We belong to the city, and it belongs to us.

[This post was originally written for the blogs page of the Coventry City of Culture Trust website, supporting Coventry’s bid to be UK City of Culture in 2021]

torch3city

I’ve been thinking a lot recently about what makes an individual put down roots in a place. I’ve tried to analyse what it was that made me settle here in Coventry – to understand why I am still here, and I’ve asked others what it was that made them decide to call somewhere home. Maybe it is hard to pin down one reason – often you’re in the middle of a perfect storm of reasons, none in itself would make you settle, but taken together they are good enough for now. And, unless things go really pear-shaped, ‘good enough for now’ develops over time with familiarity – as you begin to understand the place – into something much better. The one thing that seems crucial to all this is people: personal connections with people – a group of friends, a partner, family. It is unlikely that a ‘place’ by itself will be enough: a combination of ‘people’ and ‘place’ – and the buzz of activity and possibility that this combination presents – is what binds us somewhere.

As part of Talking Birds, I’ve spent just over twenty years collaboratively exploring, and seeking to illuminate, the profound and complex relationships between people and place, a lot of this in or around Coventry. It’s an endlessly fascinating task which has allowed the company privileged access, not only to many buildings in the city (some of which have since been reinvented, given a new lease of life, others which now only exist in memories and old photos), but also to the insightful and sometimes highly personal stories and memories of the people with whom we have worked. And these explorations, these conversations, the stories in and of these places, have changed us – and changed our relationship with Coventry. We have shared history here, we are bound to the city and its people – we belong to the city, and it belongs to us. There are traces of the work we have made, and the stories we have heard and told in the stones of the place, and in the memories of people all over this city – maybe even some of you that are reading this now?

I’m glad I’m not a judge in the City of Culture competition, because I know that in every competing city there are people that feel like this about the place they live. People that are tightly (and proudly) bound to their city by circumstance, culture and community. These are the people that feel their city should win, and will work their socks off to try and make that happen. I’m one of those kinds of people in Coventry – there are a lot of us about. But here, as in every competing city, every city even, there are people who don’t feel those bonds of connection to the place where they are. People who are just passing through. People who, for any number of reasons, live every day without real human connection, without speaking to their neighbours, without feeling a part of the culture and community of the city. Not necessarily lonely, but not realising what more there is (almost) right under their noses, how much better their life here could perhaps be.

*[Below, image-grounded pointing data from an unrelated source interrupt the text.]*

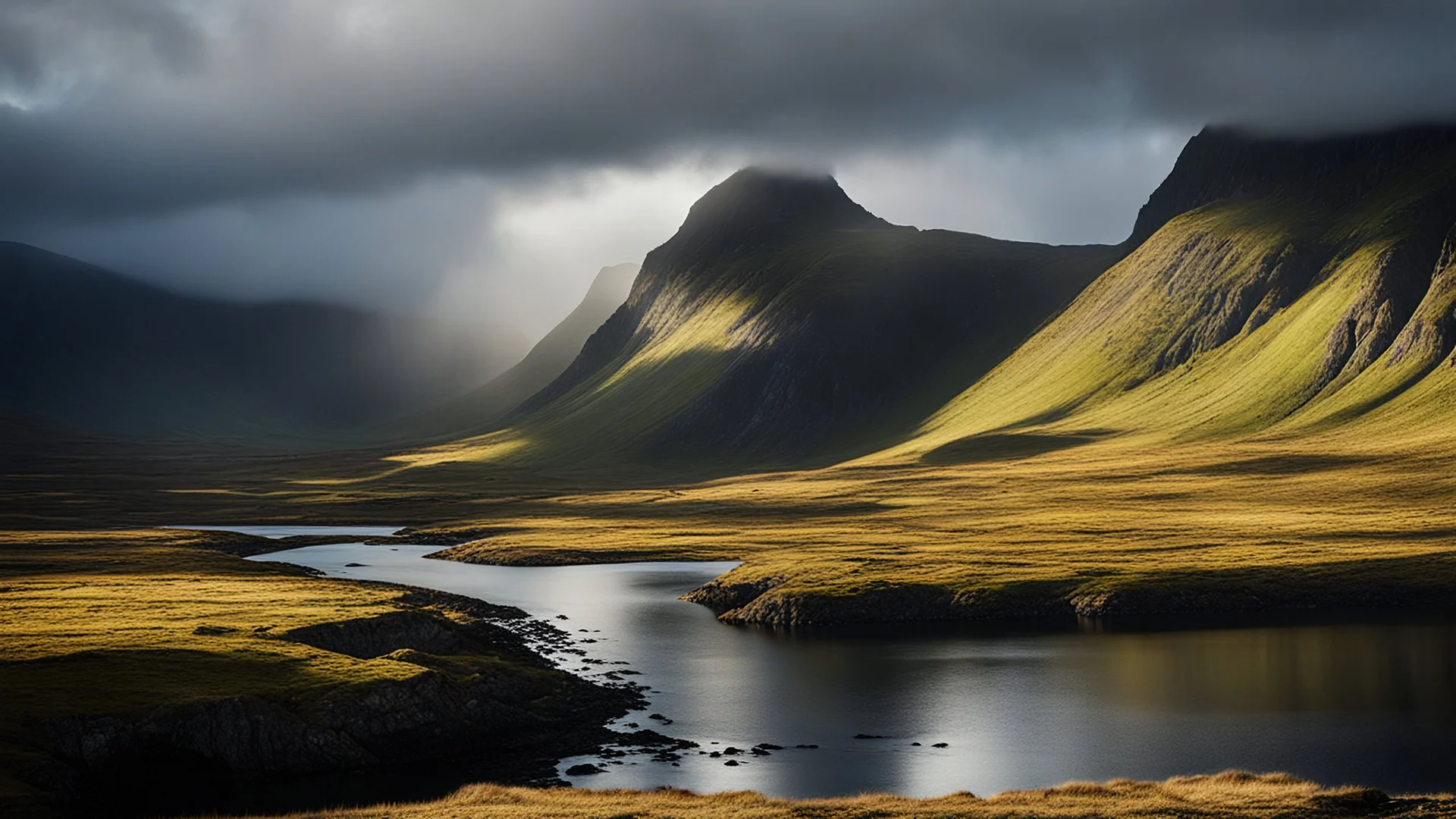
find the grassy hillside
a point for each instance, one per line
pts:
(1305, 300)
(783, 324)
(1248, 411)
(1229, 795)
(487, 407)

Maybe these are the people for whom City of Culture is most important. The people who don’t know what amazing stuff happens in their city every day because they don’t know where to look, or they don’t want to look, or they never thought to look, or they just can’t look. Actually – they are the people for whom the build up to the competition might be even more important than the competition itself – what we do in the next 6 months, the things we share, the eyes we open in that time are absolutely key. If we can open eyes all over the city, if we can make connections, if we can speak to our neighbours, if we can smile hello at strangers in the street and get hi-fived in return (yes, this really happened to me!), if we truly care about our city: then we can change our city one person at a time – we can make our city buzz. With or without a label, we can build a city that values everyone, that includes everyone, that builds communities woven together with culture. A city with energy. A city where we belong. A city where people want to be. A city where people want to stay. A City of Culture.

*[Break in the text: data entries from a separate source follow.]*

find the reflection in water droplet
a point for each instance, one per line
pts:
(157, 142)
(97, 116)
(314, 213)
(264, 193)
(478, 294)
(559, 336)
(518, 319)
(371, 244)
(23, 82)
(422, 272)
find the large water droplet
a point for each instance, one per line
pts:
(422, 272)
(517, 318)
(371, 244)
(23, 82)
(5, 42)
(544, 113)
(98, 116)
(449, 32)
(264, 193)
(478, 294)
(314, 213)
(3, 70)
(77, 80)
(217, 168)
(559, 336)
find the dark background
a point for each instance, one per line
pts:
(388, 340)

I know what you’re thinking: If you can do this much without a label, why bother with the label? I think the last two years answers that. The very fact that Coventry is going for this competition, this label, has made a difference all over the city (and would have been unthinkable five years ago). It has gathered people, it has inspired and galvanised people. It has given us something in common to talk about, a shared goal: just talking about ‘what if…?’ is developing the actual culture of the city, the buzz, the sense that Cov is a city on the up. The very process of bidding is a virtuous circle, strengthening the sense of shared culture and community. People ask “But what if we don’t win?” – but even in getting this far, we already have some kind of win for the city. When people do something, others see that it’s worth doing and they do something too – and so it grows. So we grow.

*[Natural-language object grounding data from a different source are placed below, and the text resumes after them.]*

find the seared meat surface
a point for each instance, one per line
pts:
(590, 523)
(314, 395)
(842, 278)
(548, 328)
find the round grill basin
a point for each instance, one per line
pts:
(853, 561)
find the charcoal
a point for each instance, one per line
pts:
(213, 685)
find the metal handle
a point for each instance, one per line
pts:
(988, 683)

I’ve often described Coventry to outsiders as a ‘city poised on the edge of greatness’. Teetering on the edge of recognising itself as the blummin’ brilliant place it is, and of losing its modesty about that. (I won’t shoehorn in a Lady Godiva modesty joke here, you can make up your own). I love the fact that, as I walk across the city centre, the ghosts of a millennium tightrope walk or a breeze-block domino run or a community Romeo & Juliet are kicked up in the dust. Our city doesn’t shout about its achievements, its little moments of accidental beauty: it just kind of accepts them and gets on with it…which is endearing and infuriating in equal measure.

I think Coventry is a place where you can experiment, try things out. It welcomes strangers, it trusts youth and gives it a chance to shine. You can make something of yourself here: build a life. From Ira Aldridge to Donald Gibson to Pauline Black to Shoot Festival… perhaps there’s something here about being given a chance – and how that develops both your self-belief and your skill? If Coventry has been poised on the edge of greatness for much of the 25 years I have been here – what has stopped our city toppling either into (or out of) that greatness? Could the recognition, validation and self-confidence given by the City of Culture label be the thing that finally tips it into greatness (and keeps it there)?

In the 1940s and 50s, Donald Gibson led the City Architects Department – where all the staff were given their chance to practice, to learn, to shine. Coventry had a moment of greatness as it became the place where everyone wanted to be – to study, to practice, to live and work. The city was on the up, it had an energy which people wanted to be a part of, and as those people came to the city and became part of that energy, it grew and attracted more to it: a critical mass. The young architects working with Gibson took the ideas developed in Coventry, the styles designed here (that had been modelled on the best, most cutting edge in the world) and embedded them in the places they graduated to: there are little bits of Coventry all over the country. That’s how it should be – an energetic flow of ideas and people that enriches each place, and is active across generations. The energy of the young blended with the experience of the old making something better than either of them could come up with alone. I think that’s what aiming high and talking about culture can do – it can move ideas around and create the buzz, the milieu in which anything can happen. Enthuse the people. Make the city a space of possibilities. Just imagine….

That’s what I want for Coventry in this year of build up, and beyond. That’s why I want Coventry to be UK City of Culture 2021.